One day, though, when I was about eight years old, that changed. On my daily flick through the newspaper (my siblings are a lot younger than me, so for a long time I was a precocious only child whose main hobby was watching Coronation Street with the grown-ups in the house; naturally I enjoyed the soap gossip pages from a young age), my attention was caught by one of those general interest features that papers pop into a corner when news is slow. It concerned a recent survey on the “dumbest sounding” and “least sexy” UK accents. The Birmingham accent, you will not be surprised to learn, was near the top of both of these lists.
I distinctly remember feeling put out about it. In hindsight, this was probably the first time I realised that people judged others based not just on what they said, but the way that they spoke, too. This is obviously a lesson that most of us learn sooner or later, but the Birmingham accent does tend to get a particularly rough ride of it. Even though we speak the native tongue of J.R.R. Tolkien, Julie Walters and Judas Priest, to outsiders, the main perception of the accent — with its flat, wide vowels and in-between, neither-north-nor-south intonation — has historically been one of “stupidity”.
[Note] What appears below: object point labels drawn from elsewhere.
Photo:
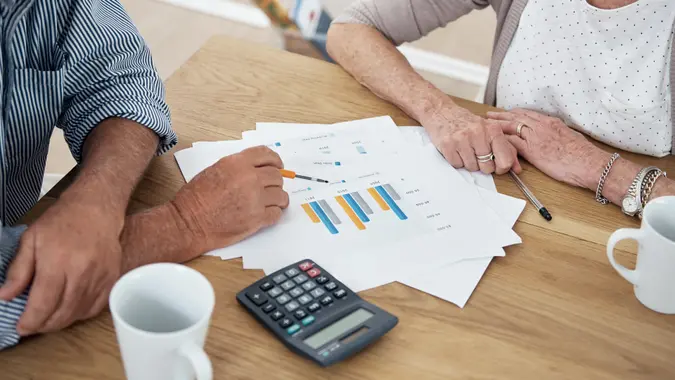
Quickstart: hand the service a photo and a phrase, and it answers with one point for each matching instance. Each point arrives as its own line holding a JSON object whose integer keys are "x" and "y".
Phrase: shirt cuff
{"x": 145, "y": 113}
{"x": 11, "y": 311}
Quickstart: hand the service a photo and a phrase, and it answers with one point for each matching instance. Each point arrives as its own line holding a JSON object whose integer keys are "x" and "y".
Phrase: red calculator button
{"x": 313, "y": 272}
{"x": 307, "y": 265}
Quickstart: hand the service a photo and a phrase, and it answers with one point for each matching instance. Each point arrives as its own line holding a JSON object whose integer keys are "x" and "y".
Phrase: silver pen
{"x": 542, "y": 210}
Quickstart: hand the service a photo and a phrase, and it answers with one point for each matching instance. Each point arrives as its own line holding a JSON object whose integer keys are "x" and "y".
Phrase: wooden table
{"x": 552, "y": 308}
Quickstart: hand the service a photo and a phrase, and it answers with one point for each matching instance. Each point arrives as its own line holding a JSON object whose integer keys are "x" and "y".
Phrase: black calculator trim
{"x": 379, "y": 324}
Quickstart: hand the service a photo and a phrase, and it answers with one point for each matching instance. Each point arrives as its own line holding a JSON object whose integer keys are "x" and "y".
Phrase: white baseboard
{"x": 229, "y": 10}
{"x": 447, "y": 66}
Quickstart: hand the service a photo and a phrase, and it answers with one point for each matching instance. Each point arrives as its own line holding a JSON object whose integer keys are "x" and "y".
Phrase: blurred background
{"x": 454, "y": 58}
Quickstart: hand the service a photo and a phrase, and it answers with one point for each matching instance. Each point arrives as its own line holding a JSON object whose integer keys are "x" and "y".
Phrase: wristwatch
{"x": 631, "y": 204}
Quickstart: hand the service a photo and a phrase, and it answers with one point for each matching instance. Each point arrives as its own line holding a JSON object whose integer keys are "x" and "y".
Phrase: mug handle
{"x": 618, "y": 235}
{"x": 199, "y": 360}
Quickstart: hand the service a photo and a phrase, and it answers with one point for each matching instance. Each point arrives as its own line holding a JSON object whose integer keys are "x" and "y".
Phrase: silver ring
{"x": 486, "y": 158}
{"x": 519, "y": 129}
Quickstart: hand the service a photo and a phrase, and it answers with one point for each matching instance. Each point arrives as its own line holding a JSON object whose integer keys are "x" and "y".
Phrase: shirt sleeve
{"x": 12, "y": 310}
{"x": 407, "y": 20}
{"x": 108, "y": 73}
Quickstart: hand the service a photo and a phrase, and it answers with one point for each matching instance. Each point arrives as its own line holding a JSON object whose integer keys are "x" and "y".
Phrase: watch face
{"x": 630, "y": 205}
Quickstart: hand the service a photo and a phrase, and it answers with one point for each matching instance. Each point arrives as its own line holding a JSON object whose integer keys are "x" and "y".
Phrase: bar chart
{"x": 355, "y": 207}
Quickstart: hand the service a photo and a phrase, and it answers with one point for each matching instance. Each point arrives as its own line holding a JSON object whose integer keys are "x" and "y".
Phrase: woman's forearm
{"x": 376, "y": 63}
{"x": 621, "y": 177}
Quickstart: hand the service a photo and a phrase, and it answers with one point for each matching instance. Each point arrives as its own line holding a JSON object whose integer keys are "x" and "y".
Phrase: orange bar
{"x": 310, "y": 213}
{"x": 350, "y": 213}
{"x": 383, "y": 205}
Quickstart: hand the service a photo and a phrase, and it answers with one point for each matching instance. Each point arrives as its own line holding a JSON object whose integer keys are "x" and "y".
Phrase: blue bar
{"x": 324, "y": 218}
{"x": 357, "y": 209}
{"x": 391, "y": 202}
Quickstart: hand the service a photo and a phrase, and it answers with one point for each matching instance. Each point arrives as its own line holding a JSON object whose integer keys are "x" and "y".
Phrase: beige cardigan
{"x": 409, "y": 20}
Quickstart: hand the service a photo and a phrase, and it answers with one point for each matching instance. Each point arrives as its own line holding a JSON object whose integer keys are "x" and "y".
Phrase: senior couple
{"x": 561, "y": 69}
That’s classist nonsense, of course. Yet when I started to work on this article, most of the discerning Brummies that I canvassed felt the same, which is hardly surprising, given what was reflected culturally when I was a child. If I think back now, it was rare to hear Brummies outside of local media. You might see Frank Skinner, Jasper Carrott and Ozzy Osbourne on telly and that was about it.
This has changed now. Over the last ten years or so, we’ve started to hear our much-maligned accent in the cultural conversation. These days, it’s not unusual for a Birmingham-born footballer to give an interview after an England match, or to flick on the TV and be greeted by a presenter speaking like someone who’d serve you in The Square Peg. I love hearing people who talk like me speaking publicly, so this re-emergence — call it a “Birmaissance” (sorry) — is great news.
At the same time, the fact that it is happening so much now, compared with 20 years ago, also makes me wonder why. Has the success of Peaky Blinders and the mainstreaming of famous Brummies like Jack Grealish, Alison Hammond and Joe Lycett meant that wider perceptions of the Birmingham accent has changed in any real way? If so, how? And, more importantly: should those of us that speak with it even be bothered what people think?